Seseorang mencengkeran pergelangan tangan kananku dan setengah menyeret ke luar area restoran.
"Kamu ada di sini?"
"Aku nggak habis pikir kamu tega ngelakuin ini hanya untuk beberapa lembar ratusan ribu!"
"Nick, dengar ... aku nggak bermaksud begitu, tapi-"
"Semua udah jelas, aku udah dengar semuanya!"
Nick, laki-laki yang selama beberapa bulan ini selalu bersikap baik padaku, malam ini terlihat sangat menakutkan.
"Nick, tolong jangan salahin dia! Ini semua gue yang minta," ujar temanku yang ternyata sudah bersandar di tembok dekat dengan posisi kami berdiri. Perempuan berjaket denim itu mengisap perlahan rokoknya, hingga Nick maju dan merebut benda itu, lalu membuangnya. Sempat terjadi adu tatapan di antara mereka hingga akhirnya dia mengajakku pergi dari sana. Nick coba mengejar, tapi dengan cekatan temanku itu terus membawa berlari hingga masuk ke lift.
Kami sampai di bawah dan bergegas menuju lobi, tapi sayangnya Nick ada di sana, tersenyum penuh ejekan.

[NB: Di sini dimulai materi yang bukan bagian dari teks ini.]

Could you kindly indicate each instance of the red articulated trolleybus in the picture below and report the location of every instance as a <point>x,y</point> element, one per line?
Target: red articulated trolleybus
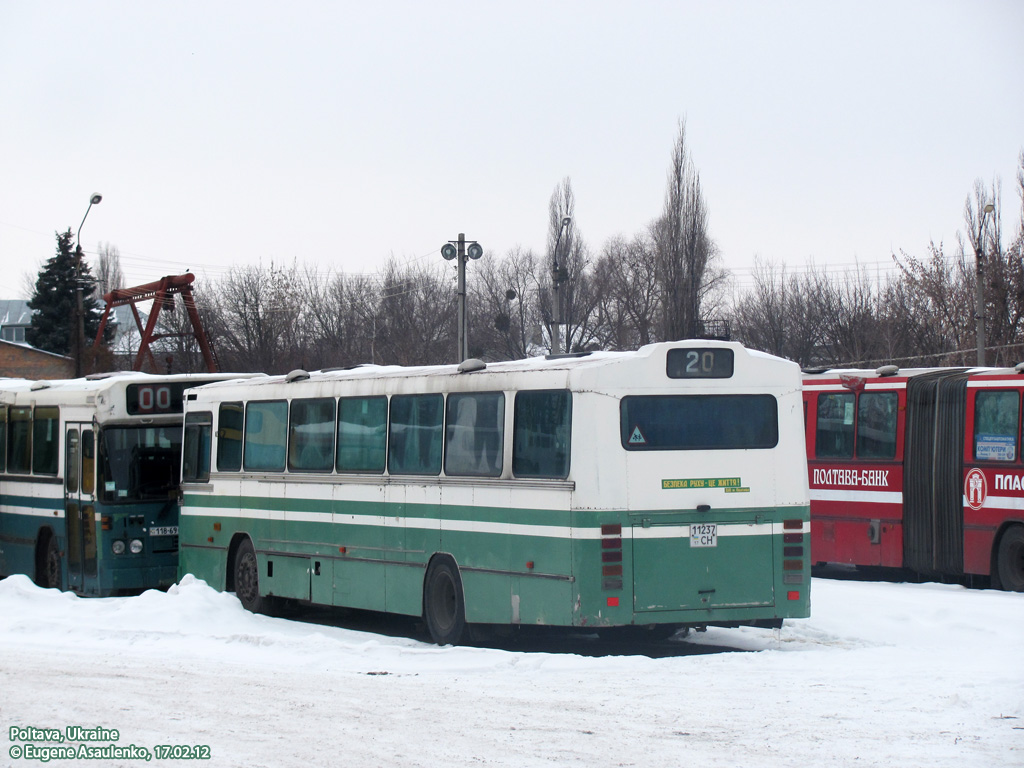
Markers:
<point>918,469</point>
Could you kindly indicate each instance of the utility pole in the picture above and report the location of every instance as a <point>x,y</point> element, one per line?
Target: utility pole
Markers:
<point>79,302</point>
<point>979,287</point>
<point>558,275</point>
<point>457,249</point>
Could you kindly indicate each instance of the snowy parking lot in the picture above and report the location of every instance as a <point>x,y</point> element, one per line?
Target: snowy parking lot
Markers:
<point>881,675</point>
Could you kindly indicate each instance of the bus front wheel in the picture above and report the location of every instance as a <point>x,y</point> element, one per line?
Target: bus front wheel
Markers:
<point>443,603</point>
<point>1010,560</point>
<point>247,578</point>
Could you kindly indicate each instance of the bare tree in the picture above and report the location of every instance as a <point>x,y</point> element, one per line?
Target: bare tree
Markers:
<point>684,247</point>
<point>415,320</point>
<point>505,318</point>
<point>782,313</point>
<point>630,295</point>
<point>256,323</point>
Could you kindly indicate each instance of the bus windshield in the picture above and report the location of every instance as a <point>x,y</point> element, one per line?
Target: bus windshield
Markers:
<point>139,463</point>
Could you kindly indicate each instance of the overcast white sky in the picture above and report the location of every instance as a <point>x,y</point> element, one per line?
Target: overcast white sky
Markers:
<point>341,133</point>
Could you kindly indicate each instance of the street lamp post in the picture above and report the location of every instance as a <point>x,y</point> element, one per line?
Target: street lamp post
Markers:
<point>979,285</point>
<point>454,249</point>
<point>558,275</point>
<point>80,306</point>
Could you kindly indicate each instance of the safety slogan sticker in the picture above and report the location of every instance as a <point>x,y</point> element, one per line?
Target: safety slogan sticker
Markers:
<point>728,484</point>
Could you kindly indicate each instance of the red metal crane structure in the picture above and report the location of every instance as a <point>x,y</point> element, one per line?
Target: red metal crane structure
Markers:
<point>162,293</point>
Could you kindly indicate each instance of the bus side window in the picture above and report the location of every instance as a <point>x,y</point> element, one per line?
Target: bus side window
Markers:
<point>877,425</point>
<point>45,440</point>
<point>996,414</point>
<point>834,433</point>
<point>415,434</point>
<point>542,433</point>
<point>361,434</point>
<point>196,451</point>
<point>72,462</point>
<point>310,435</point>
<point>474,434</point>
<point>88,462</point>
<point>3,438</point>
<point>19,440</point>
<point>266,434</point>
<point>229,421</point>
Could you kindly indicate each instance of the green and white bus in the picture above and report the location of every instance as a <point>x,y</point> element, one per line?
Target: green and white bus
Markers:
<point>89,472</point>
<point>665,487</point>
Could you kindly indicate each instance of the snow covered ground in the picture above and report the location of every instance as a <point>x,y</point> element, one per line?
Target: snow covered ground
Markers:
<point>881,675</point>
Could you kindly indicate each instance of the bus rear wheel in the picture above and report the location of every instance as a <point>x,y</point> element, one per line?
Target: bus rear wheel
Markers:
<point>443,603</point>
<point>247,579</point>
<point>1010,559</point>
<point>48,564</point>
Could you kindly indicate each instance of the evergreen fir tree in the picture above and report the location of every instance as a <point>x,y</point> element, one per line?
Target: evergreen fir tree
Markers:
<point>54,321</point>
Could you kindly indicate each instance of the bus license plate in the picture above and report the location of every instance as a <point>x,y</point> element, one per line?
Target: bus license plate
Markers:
<point>704,535</point>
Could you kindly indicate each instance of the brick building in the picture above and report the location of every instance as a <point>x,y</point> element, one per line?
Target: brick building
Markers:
<point>23,361</point>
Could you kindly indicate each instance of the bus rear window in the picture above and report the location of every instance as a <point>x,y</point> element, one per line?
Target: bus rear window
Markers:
<point>698,422</point>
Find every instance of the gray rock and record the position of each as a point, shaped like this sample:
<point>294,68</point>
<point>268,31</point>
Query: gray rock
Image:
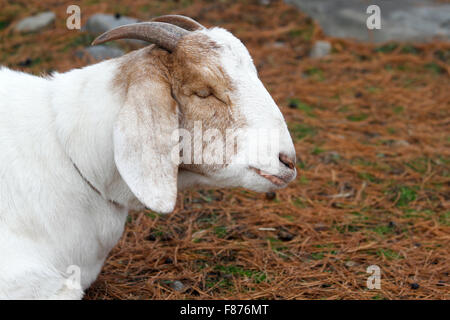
<point>320,49</point>
<point>99,23</point>
<point>35,23</point>
<point>177,286</point>
<point>98,53</point>
<point>405,20</point>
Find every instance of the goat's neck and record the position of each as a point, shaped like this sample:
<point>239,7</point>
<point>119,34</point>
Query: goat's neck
<point>86,104</point>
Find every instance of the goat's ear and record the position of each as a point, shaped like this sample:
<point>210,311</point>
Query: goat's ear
<point>143,145</point>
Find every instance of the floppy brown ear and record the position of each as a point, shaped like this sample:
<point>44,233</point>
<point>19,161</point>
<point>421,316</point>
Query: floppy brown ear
<point>143,146</point>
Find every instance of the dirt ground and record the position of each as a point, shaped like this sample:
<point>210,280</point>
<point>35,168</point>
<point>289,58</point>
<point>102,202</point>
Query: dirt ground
<point>371,128</point>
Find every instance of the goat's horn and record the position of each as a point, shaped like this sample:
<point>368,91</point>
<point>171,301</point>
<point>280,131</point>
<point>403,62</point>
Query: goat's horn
<point>163,34</point>
<point>181,21</point>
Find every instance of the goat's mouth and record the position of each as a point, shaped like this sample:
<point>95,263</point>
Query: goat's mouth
<point>278,181</point>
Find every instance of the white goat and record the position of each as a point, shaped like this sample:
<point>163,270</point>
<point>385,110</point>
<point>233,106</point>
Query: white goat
<point>80,149</point>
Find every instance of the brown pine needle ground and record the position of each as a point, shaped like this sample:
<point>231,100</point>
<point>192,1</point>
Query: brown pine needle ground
<point>371,127</point>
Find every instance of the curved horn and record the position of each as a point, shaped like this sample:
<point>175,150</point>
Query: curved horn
<point>163,34</point>
<point>181,21</point>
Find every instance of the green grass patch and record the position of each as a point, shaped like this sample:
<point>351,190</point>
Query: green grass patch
<point>434,68</point>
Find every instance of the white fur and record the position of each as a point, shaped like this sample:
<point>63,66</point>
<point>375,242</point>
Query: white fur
<point>50,218</point>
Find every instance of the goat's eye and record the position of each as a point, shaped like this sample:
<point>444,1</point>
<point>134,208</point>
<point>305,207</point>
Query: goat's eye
<point>204,93</point>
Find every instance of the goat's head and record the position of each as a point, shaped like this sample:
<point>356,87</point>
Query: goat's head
<point>233,133</point>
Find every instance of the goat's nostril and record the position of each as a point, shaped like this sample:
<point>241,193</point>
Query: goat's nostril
<point>287,161</point>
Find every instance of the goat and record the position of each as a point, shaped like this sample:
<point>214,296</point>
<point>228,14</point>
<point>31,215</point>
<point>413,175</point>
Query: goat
<point>79,149</point>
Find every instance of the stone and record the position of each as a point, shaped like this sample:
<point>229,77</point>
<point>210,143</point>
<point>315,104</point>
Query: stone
<point>99,53</point>
<point>35,23</point>
<point>320,49</point>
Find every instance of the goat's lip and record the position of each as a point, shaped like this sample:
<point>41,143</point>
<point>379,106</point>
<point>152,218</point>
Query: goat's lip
<point>272,178</point>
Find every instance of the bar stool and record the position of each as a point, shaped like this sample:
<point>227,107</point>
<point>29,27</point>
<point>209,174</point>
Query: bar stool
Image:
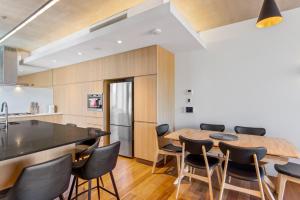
<point>167,149</point>
<point>287,172</point>
<point>47,180</point>
<point>212,127</point>
<point>100,162</point>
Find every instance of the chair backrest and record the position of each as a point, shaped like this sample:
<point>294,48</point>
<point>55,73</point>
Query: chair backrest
<point>101,161</point>
<point>212,127</point>
<point>195,146</point>
<point>250,130</point>
<point>162,129</point>
<point>70,124</point>
<point>47,180</point>
<point>243,155</point>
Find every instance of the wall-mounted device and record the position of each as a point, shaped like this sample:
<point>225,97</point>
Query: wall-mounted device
<point>189,91</point>
<point>95,102</point>
<point>189,109</point>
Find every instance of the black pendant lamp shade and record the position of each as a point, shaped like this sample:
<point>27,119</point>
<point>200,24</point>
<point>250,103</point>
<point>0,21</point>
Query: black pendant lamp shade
<point>269,15</point>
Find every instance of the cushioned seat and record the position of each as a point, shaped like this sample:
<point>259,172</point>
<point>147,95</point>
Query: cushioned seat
<point>171,148</point>
<point>197,161</point>
<point>290,169</point>
<point>243,171</point>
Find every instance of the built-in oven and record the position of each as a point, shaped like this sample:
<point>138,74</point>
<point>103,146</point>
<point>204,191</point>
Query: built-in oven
<point>95,102</point>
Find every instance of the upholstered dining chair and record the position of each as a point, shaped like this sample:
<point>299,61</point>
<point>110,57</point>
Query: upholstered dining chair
<point>194,154</point>
<point>287,172</point>
<point>250,130</point>
<point>212,127</point>
<point>243,164</point>
<point>167,149</point>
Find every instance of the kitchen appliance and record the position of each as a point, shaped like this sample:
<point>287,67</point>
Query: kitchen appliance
<point>121,125</point>
<point>95,102</point>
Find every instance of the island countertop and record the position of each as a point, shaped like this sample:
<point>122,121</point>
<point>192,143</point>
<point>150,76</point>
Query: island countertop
<point>27,137</point>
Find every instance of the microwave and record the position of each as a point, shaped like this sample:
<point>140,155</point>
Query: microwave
<point>95,102</point>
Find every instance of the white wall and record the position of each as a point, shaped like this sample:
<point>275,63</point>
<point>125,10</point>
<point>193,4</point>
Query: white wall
<point>246,76</point>
<point>19,98</point>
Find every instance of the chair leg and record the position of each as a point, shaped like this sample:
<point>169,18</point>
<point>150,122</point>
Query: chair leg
<point>114,185</point>
<point>72,187</point>
<point>282,182</point>
<point>179,181</point>
<point>211,197</point>
<point>76,189</point>
<point>98,188</point>
<point>218,175</point>
<point>178,164</point>
<point>89,190</point>
<point>154,162</point>
<point>102,182</point>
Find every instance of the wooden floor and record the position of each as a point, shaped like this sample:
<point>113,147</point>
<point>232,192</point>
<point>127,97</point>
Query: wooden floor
<point>135,182</point>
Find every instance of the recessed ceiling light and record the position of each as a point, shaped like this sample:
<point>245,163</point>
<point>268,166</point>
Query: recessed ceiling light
<point>156,31</point>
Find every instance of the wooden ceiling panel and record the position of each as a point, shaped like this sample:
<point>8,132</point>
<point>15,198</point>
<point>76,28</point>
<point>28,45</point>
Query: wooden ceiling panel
<point>69,16</point>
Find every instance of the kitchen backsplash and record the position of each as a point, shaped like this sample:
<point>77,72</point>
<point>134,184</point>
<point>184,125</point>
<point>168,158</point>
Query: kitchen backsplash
<point>19,98</point>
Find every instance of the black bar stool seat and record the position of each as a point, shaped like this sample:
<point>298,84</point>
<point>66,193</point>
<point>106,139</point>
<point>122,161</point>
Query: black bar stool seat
<point>171,148</point>
<point>244,172</point>
<point>290,169</point>
<point>197,161</point>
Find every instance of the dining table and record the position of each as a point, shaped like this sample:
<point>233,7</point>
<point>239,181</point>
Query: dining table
<point>279,150</point>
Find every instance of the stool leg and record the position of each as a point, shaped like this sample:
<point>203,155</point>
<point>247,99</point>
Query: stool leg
<point>72,187</point>
<point>89,190</point>
<point>282,183</point>
<point>98,188</point>
<point>114,185</point>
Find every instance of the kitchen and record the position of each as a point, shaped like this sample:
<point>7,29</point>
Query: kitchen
<point>114,82</point>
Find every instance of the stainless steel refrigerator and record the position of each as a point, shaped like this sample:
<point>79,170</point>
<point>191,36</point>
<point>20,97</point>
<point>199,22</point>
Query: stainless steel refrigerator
<point>121,120</point>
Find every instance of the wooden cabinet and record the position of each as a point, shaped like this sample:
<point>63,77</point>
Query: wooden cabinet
<point>145,98</point>
<point>56,118</point>
<point>144,140</point>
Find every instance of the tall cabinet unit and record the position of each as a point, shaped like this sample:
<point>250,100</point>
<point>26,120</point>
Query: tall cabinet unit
<point>153,104</point>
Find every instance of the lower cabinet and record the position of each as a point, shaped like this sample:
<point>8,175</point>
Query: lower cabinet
<point>144,140</point>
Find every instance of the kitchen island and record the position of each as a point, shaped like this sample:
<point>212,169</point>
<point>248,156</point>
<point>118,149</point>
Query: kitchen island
<point>30,142</point>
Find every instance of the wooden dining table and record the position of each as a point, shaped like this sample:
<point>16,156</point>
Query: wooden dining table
<point>279,150</point>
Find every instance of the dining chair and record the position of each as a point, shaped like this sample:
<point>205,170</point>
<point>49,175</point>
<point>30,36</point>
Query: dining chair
<point>212,127</point>
<point>287,172</point>
<point>250,130</point>
<point>167,149</point>
<point>100,162</point>
<point>194,154</point>
<point>243,164</point>
<point>47,180</point>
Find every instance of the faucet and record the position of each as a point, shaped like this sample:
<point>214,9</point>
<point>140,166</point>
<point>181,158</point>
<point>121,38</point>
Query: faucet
<point>5,106</point>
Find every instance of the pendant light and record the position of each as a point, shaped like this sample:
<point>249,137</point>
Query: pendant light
<point>269,15</point>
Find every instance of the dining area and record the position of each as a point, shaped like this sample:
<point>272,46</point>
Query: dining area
<point>245,161</point>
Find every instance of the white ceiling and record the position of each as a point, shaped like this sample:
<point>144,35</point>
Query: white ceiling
<point>135,32</point>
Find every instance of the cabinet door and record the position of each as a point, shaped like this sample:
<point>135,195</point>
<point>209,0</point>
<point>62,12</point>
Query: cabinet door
<point>145,99</point>
<point>144,140</point>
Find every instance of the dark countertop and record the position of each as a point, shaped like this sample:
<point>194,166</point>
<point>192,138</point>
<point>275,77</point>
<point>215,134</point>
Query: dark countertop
<point>28,137</point>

"Lo ada masalah apa, sih, sama gue?"
"Oh, lo nanya itu. Cewek mana yang suka diPHP-in, hah?"
Nick menggeleng dan berjalan mendekat ke arah kami.
"Eh, makanya jadi cewek jangan suka kegeeran, seingat gue, kita memang cuma temenan, kan?"
"Nick, lo itu benar-benar, ya!"
Temanku mencoba berlari menjauh, tapi Nick berhasil menangkapnya, memintanya berbalik dan membawanya ke hadapanku. "Sekarang lo bilang sama Diva, kalau semua yang lo omongin tadi itu cuma perasaan lo aja yang berlebihan!"
Nick nggak terima dicap tukang PHP, mungkin memang benar dia nggak seburuk itu.
Aku nggak menyangka Nick akan memergoki kami, dia yang terlihat membawa kamera di tangan kirinya membuatku sadar satu hal, kami salah membuat janji.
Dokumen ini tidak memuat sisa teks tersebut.